Consumer goods clients across Europe now include supermarkets Kaufland and Kaiser’s Tengelmann. All use Blue Yonder to make strategic decisions ranging from pricing to demand forecasting, with the ultimate aim of boosting profits. UK-based food-to-go outlet Eat (where the sandwiches, soup and salads come in) teamed up with Blue Yonder last year to predict what customers would choose to order at its 114 branches based on the weather. Eat subsequently cut waste by 14% and sold more frozen yoghurt in two days than it had over the previous 365.

“If we have a complete history of previous transactions then we can build a model that tells us ‘this will happen next year’,” says Feindt. “Of course it’s just a probability. But your probability is half my probability, and I am being kind to you! What we do is exploit the data available from retailers to make predictions that humans cannot. It is way better than gut feeling, or years of experience.”

And he warns that after a long groundswell, businesses founded on big data are starting to win out against more traditional tactics.

“Big data is dangerous for standard businesses,” he says. “Some industries have been completely disrupted by small companies that do everything based on data and automatic decisions. In the music industry, the mighty music companies are gone. New companies are making the money now. Or Uber, which will completely change the private transportation taxi system. Getting the value out of data will become so important that if you don’t do it, you will not survive.”

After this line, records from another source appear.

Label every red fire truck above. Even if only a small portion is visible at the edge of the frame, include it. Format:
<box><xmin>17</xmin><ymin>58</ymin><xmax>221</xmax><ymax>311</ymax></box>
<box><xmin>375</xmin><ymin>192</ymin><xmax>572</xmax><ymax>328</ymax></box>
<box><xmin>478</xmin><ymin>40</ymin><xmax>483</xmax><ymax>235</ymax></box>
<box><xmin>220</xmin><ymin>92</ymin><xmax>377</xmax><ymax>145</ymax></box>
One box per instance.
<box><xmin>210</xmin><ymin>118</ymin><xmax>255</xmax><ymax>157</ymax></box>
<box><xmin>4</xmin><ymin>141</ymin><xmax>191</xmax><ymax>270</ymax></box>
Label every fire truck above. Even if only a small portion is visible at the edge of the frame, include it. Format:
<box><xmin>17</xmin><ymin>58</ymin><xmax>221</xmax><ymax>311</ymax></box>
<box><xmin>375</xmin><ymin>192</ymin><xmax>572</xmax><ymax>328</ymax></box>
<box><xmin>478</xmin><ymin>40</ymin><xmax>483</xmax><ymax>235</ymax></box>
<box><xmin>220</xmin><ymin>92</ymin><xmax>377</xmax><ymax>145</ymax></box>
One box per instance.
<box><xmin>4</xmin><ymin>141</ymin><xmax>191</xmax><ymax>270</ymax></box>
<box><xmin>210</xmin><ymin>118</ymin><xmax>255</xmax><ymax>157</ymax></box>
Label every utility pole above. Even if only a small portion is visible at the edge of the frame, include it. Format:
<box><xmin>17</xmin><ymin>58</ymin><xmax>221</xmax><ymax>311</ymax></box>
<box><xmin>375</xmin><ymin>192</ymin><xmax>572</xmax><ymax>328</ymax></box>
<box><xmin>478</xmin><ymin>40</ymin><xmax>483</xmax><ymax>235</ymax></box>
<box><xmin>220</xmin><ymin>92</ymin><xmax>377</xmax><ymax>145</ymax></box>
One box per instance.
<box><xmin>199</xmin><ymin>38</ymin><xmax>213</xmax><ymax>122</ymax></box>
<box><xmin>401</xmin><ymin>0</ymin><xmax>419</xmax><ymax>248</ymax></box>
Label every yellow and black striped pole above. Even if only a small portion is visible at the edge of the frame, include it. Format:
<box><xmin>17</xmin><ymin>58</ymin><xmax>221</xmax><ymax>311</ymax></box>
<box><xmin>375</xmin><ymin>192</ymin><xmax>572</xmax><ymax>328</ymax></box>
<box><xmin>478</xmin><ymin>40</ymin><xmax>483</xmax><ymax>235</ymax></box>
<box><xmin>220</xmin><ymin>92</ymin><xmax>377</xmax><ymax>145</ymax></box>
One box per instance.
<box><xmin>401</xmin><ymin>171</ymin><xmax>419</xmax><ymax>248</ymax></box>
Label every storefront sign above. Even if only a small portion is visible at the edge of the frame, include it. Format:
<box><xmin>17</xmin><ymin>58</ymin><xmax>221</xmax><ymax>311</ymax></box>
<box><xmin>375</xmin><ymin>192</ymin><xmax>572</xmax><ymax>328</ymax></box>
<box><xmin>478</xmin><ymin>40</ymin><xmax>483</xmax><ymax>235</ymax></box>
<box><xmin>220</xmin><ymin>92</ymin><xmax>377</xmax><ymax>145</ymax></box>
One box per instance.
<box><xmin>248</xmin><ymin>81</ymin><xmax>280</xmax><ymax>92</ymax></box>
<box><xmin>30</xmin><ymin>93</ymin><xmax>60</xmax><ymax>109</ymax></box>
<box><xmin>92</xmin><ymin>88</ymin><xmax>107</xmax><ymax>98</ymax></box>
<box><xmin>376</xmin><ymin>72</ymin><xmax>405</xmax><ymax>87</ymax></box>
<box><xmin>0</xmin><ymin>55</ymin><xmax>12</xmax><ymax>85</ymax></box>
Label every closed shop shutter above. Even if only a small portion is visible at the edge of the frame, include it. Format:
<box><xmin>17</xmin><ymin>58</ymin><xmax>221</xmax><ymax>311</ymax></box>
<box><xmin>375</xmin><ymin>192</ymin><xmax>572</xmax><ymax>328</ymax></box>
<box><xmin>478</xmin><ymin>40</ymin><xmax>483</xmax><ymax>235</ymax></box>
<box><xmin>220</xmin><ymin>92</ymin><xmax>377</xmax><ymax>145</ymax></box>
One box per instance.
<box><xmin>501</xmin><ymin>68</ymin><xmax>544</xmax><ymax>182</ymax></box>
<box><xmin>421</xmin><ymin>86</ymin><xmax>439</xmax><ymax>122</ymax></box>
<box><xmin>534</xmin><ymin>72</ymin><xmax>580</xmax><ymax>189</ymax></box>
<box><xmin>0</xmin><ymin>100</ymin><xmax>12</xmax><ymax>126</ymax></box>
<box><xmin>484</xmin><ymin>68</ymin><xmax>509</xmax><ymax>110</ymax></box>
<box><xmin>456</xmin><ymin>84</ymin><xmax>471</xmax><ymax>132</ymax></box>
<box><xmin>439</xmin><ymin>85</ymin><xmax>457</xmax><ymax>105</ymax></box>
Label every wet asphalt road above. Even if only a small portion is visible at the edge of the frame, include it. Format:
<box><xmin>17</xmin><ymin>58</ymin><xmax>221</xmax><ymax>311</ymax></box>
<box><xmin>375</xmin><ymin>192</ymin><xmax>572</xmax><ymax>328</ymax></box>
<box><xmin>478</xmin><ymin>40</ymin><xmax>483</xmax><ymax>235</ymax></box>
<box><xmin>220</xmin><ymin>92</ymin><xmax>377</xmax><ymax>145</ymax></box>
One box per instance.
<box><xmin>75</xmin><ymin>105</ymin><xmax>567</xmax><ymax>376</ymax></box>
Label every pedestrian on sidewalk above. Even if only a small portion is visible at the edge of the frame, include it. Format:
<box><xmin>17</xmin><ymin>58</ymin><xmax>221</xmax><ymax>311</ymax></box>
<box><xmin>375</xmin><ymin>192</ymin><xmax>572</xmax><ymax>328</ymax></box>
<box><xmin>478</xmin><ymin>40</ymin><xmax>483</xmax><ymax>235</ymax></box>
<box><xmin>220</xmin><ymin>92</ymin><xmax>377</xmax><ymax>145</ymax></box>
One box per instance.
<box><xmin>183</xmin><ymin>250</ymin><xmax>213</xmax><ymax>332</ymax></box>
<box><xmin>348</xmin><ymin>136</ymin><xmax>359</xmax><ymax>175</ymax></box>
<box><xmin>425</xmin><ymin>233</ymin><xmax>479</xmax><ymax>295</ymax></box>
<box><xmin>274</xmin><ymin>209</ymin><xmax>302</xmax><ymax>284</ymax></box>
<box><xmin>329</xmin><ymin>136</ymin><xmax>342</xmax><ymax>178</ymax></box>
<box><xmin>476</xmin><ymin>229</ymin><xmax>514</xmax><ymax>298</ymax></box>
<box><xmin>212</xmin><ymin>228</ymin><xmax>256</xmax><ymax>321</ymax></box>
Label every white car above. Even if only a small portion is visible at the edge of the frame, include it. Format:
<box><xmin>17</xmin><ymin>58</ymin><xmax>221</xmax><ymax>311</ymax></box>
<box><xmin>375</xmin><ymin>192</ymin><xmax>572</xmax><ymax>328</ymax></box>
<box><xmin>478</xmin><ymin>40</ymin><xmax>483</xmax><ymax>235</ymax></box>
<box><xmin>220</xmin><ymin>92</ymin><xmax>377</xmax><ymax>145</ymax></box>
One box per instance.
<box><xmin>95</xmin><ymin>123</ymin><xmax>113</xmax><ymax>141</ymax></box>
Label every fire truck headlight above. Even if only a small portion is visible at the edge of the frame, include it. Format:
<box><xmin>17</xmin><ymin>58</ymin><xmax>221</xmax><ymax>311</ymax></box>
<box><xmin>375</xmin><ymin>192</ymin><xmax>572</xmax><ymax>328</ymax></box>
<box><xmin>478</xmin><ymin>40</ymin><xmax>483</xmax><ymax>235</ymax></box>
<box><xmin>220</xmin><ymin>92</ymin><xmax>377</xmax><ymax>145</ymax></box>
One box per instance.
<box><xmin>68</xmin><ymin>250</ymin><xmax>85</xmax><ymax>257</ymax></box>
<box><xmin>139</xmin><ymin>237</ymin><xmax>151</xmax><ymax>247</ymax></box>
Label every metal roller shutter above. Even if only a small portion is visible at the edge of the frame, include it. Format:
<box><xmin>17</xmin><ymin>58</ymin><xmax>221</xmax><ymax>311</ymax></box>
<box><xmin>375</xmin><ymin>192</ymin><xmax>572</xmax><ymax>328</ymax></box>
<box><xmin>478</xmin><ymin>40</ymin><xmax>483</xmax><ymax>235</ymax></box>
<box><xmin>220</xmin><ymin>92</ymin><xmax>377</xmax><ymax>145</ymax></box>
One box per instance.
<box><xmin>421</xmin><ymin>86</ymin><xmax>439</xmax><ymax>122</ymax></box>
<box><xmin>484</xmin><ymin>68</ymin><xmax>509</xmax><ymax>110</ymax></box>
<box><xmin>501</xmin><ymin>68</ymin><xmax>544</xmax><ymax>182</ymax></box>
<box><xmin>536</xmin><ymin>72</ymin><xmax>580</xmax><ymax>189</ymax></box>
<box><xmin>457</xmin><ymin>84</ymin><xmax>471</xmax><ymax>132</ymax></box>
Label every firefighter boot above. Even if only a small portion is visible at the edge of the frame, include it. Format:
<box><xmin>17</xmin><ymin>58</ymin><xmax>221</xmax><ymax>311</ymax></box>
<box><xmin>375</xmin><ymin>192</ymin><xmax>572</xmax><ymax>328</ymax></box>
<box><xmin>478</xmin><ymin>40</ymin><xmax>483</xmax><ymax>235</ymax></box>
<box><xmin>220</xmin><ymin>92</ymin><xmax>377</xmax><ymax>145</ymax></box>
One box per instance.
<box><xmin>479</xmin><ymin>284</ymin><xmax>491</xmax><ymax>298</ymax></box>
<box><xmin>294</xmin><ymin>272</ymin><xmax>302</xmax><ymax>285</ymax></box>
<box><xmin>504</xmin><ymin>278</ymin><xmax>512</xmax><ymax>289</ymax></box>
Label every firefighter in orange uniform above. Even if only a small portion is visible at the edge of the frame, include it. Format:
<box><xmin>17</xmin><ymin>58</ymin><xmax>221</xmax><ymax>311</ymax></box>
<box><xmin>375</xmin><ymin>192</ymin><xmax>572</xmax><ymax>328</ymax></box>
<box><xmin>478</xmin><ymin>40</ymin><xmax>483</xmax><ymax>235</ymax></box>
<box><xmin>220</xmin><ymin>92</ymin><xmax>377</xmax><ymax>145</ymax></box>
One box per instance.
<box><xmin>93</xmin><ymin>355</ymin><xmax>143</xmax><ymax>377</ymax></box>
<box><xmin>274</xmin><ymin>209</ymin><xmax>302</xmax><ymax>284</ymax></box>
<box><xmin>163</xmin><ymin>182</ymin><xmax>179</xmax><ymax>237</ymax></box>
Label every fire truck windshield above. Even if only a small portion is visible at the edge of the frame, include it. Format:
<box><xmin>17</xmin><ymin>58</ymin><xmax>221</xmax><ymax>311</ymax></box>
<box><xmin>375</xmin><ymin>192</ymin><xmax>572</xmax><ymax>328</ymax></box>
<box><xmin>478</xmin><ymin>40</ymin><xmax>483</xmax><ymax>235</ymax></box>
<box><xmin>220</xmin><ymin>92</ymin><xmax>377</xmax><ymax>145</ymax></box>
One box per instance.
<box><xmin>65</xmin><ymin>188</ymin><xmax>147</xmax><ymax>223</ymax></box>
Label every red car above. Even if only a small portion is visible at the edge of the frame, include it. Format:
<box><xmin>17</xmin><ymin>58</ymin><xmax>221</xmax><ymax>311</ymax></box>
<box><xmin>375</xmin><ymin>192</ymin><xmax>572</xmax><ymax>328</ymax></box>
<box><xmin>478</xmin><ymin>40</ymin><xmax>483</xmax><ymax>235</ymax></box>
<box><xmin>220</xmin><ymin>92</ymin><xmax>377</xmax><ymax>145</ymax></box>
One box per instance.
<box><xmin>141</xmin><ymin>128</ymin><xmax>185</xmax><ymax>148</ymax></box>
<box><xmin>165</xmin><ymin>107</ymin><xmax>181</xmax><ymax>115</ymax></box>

This will be true of all industries, he predicts. And it’s timely that data-driven Amazon has just overtaken the relatively old-fashioned Walmart in terms of market capitalisation for the first time ever.

“Even well-established companies are in danger,” he nods. “You can’t sit back and say ‘I’ve been around for 150 years and no one can do anything to me’. That’s not true. In the digital world, things can change from one day to the next. A few years ago no one was talking online seriously. But the catalogue companies that didn’t launch an online shop are all dead now. It will come. The only question is, will people realise it early enough to save their business or not?”

What is Cern?

Cern was formed in 1954 in order to regroup the world’s elite scientists that had been scattered around the globe as a result of WW2, hence its base in neutral Switzerland. It is now an international community made up of 20,000 physicists around the world. Alongside the LHC, its biggest hits include creating the World Wide Web in 1991, then giving it away for free in 1993.Cern is funded by 21 member countries with contributions based on each country’s GDP. It has 2,500 resident staff at its HQ in Geneva, on the Swiss/French border.